I'm trying to measure a secreted protein. Will the protein lysate preparation be similar to how you prepare cell lysates?
Do I need still need to shear DNA in supernatant samples? (I presume no, since I'm working with adherent cells).

What housekeeping protein (tubulin, actin, GAPDH etc) will you use with supernatants?

-science noob-

I personally not experienced but just an info i know, usually people concentrate the supernatant to a very lower volume and then proceed western as usual, i dnt think u ll have to shear DNA, even if it suspension cells as you can filter the medium and use.

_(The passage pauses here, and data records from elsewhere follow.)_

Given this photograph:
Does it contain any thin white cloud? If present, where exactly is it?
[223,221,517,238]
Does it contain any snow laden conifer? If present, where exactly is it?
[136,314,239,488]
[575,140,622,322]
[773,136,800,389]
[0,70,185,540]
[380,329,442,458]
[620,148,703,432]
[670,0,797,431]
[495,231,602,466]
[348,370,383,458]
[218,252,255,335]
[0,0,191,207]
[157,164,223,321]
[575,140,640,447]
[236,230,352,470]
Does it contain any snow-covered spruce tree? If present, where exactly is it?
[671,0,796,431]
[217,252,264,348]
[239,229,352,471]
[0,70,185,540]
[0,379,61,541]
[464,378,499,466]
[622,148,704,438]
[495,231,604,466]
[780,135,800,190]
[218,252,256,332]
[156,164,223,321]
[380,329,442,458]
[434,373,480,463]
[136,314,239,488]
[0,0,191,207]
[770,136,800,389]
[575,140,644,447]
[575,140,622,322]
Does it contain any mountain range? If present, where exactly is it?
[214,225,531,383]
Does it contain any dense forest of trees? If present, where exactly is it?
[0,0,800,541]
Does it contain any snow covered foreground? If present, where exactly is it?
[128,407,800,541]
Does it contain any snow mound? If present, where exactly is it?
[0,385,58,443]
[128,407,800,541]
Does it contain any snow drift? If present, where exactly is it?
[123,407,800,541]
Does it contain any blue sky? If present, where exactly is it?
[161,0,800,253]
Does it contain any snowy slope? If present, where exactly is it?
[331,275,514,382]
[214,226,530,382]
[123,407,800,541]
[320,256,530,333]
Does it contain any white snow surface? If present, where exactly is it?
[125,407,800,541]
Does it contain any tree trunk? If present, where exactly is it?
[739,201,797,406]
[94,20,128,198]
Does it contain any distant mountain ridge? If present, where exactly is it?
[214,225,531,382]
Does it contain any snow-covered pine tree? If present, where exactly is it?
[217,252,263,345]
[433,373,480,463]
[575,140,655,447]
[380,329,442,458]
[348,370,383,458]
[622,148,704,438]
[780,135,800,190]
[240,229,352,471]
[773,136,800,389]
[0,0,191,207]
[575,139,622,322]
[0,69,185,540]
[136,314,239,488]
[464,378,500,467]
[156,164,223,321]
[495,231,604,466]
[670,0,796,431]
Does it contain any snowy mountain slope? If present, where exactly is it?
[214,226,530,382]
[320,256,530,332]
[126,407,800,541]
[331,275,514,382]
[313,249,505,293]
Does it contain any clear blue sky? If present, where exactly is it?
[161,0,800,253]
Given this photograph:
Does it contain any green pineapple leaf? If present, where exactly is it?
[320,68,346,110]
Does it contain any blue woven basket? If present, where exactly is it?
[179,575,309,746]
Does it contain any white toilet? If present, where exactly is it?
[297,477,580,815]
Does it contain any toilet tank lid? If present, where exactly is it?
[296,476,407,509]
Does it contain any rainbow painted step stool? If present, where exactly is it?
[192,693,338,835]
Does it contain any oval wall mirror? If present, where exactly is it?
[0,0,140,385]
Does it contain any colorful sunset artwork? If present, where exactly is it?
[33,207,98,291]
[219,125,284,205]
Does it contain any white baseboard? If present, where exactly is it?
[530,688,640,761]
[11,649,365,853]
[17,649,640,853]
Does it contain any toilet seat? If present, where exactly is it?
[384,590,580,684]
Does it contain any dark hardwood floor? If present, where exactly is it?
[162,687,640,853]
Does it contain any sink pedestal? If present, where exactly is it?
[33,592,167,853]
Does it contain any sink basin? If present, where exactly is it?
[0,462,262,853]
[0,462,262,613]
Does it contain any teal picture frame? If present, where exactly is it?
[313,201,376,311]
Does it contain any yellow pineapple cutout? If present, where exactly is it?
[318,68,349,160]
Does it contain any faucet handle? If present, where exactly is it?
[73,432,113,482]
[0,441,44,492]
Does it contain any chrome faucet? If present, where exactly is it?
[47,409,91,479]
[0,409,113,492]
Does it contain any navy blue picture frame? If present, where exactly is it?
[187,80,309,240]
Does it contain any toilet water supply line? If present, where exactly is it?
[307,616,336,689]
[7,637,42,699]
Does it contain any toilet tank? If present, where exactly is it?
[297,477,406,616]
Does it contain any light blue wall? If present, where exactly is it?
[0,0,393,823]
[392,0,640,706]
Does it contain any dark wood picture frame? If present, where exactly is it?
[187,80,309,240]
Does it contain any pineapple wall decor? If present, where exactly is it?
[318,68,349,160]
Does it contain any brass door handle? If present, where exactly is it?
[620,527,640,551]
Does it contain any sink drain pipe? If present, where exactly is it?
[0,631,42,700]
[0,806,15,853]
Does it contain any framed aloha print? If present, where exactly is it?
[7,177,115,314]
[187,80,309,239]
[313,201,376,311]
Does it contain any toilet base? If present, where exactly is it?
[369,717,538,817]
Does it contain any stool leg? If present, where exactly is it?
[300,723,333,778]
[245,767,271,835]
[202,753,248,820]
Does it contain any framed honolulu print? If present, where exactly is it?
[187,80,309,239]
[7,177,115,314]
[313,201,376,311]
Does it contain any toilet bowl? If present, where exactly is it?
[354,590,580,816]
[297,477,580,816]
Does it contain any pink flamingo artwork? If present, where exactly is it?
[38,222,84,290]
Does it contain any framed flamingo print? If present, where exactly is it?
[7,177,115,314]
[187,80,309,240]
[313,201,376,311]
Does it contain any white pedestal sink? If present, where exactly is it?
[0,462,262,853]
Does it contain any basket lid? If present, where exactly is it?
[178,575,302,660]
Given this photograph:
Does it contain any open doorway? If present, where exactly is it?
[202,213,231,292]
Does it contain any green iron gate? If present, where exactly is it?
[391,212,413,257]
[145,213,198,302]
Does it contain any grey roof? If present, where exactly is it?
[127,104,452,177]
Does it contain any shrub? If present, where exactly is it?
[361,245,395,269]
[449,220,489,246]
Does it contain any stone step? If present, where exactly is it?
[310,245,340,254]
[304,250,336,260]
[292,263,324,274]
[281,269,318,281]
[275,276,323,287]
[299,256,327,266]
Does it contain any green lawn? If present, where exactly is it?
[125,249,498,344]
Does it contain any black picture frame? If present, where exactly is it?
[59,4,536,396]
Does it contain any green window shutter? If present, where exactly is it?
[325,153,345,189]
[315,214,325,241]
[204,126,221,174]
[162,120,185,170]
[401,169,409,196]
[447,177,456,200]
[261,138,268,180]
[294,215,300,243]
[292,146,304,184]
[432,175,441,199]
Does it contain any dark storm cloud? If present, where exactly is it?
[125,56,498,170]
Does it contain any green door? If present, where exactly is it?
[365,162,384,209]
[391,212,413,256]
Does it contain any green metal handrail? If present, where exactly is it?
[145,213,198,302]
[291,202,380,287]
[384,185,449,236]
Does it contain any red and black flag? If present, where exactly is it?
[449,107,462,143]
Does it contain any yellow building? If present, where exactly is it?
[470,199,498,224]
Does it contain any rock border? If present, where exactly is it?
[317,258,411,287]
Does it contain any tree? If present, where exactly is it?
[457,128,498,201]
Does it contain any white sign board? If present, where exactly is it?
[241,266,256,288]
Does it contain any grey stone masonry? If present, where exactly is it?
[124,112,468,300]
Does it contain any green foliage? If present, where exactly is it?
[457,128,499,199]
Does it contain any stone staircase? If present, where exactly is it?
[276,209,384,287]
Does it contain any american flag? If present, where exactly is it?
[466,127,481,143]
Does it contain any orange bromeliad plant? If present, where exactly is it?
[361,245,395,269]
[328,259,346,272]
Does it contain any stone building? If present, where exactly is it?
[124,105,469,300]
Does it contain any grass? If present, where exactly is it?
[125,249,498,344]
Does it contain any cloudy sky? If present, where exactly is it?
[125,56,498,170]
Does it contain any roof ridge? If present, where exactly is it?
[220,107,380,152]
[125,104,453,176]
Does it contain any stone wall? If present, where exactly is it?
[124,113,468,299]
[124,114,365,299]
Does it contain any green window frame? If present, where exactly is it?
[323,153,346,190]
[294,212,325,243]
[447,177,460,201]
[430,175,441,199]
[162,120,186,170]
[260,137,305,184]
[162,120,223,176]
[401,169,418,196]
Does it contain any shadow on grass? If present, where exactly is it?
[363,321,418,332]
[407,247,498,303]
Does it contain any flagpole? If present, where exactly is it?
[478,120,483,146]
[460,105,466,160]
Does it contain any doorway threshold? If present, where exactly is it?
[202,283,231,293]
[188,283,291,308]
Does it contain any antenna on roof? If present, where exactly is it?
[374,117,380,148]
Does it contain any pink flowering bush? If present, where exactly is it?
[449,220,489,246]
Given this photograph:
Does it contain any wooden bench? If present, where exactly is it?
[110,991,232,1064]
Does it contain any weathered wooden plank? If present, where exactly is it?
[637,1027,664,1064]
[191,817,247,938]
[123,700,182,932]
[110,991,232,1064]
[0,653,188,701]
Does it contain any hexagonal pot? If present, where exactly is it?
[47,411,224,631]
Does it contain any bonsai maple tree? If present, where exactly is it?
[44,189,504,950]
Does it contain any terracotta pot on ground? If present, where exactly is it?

there are some manual techniques that are used to concentrate, but i have seen using centrifugal columns tat comes with molecular weight cut off, meaning depends on the molecular weight of protein we want to analyse, can use the appropriate column to filter all the proteins around or upto that molecular weght from any biological solutions. later you can directly denature them and load.

may be experts here may give you some more inputs and reg the specificity control....

-GNANA-

One thing to take into consideration when running supernatants, is the presence of serum in your media. This will come up as a big blob that can give pretty bad background (I believe due to the IgG present in the serum) and can sometimes mask your protein of interest. I think it runs in the 50-75kDa region, but not 100% sure about this. Concentrating the supernatant will concentrate the serum. The serum will also mask any protein concentration measurement you might do (in case you were thinking of doing this for normalisation).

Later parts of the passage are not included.